Homework Assignment

HW 33 — Regression from a ML Perspective

📘 Related: Lesson 33 🛠 MATLAB required 📁 Dataset: physics_grades.mat

📖 Background

For this assignment, you will approach curve fitting from a machine learning perspective. Your task will be to build a model to predict the final grades for Physics 215 students based on their Physics 110 grade.

In particular, your friend received a 3.5 (out of 4.0) in Physics 110 and is asking you to help determine if they should take Physics 215. They heard that people typically get a lower grade in 215 than they do in 110 and will not take the course if they anticipate getting less than a B. Should your friend take 215?

For reference, the mapping between letter grade and numerical grade is:

LetterNumerical
A4.00
A−3.67
B+3.34
B3.01
B−2.68
C+2.35
C2.02
C−1.69
D1.36
F1.03
Reference: See the Lesson 33 notes — the loss function formulation, regularization term, and design matrix notation used in this assignment are all covered there.

Tasks

Dataset: physics_grades.mat is available on Microsoft Teams under the Supplemental folder.
  1. Load and split the data. The MATLAB file physics_grades.mat contains 389 individuals' grades for both Physics 110 (first column) and Physics 215 (second column). Load this data and split it into a set for training your model and a set for testing.
  2. Set up the loss function. Using a quadratic polynomial as your model, set up a loss equation as an anonymous function of your model parameters. Your loss function should take in a column vector of model parameters \([\beta_0;\ \beta_1;\ \beta_2]\) and output a scalar value for the loss. The \(x\) values should be the Physics 110 grades, and the \(y\) values should be the Physics 215 grades in the training set. Note that you may choose \(\lambda\) as you see fit.

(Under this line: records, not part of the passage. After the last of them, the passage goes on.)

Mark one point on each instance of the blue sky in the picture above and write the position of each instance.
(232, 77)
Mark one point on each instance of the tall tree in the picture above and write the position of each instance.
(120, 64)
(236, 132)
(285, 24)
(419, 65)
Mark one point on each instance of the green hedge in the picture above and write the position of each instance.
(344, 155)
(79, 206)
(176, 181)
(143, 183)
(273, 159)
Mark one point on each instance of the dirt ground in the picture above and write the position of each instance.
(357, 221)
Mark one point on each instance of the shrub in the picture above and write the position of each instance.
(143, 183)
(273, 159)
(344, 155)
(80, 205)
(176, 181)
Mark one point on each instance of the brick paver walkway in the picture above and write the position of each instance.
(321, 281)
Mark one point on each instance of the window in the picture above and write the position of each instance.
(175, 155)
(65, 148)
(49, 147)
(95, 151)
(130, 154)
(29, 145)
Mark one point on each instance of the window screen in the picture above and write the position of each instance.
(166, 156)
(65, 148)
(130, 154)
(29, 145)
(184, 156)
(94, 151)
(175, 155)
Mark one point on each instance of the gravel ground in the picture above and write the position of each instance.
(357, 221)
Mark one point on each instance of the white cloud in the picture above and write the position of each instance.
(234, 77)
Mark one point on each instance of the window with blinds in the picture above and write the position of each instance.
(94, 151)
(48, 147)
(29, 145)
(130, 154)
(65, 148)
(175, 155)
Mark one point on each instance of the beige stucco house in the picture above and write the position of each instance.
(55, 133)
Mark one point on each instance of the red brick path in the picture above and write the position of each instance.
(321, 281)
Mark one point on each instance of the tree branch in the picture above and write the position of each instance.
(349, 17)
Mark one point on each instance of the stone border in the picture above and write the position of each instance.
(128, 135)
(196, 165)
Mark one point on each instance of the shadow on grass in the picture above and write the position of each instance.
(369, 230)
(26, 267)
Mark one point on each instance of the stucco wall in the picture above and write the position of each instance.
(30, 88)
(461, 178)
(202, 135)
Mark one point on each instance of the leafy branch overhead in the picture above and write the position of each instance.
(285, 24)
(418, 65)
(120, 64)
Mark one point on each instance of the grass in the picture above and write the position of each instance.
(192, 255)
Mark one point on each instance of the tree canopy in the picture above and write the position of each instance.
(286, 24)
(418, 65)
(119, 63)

    Also set up a similar loss function to measure the error on the test data. This testing loss function should not include the regularization term, and the \(x, y\) data should be the grades in the testing set.
  3. Train the model. Train your model using MATLAB's fminsearch. Note that this function only requires an anonymous function and initial conditions, not the gradient. The output will be the model parameters that minimize the loss on the training data.
  4. Evaluate on test data. Measure the loss on your test data using your test loss function from Part 2.
  5. Plot the results. Plot a scatter plot of the complete grade set and your quadratic model on the same plot.
  6. Make a prediction. Using the learned model parameters, predict your friend's Physics 215 grade. Should they take the course?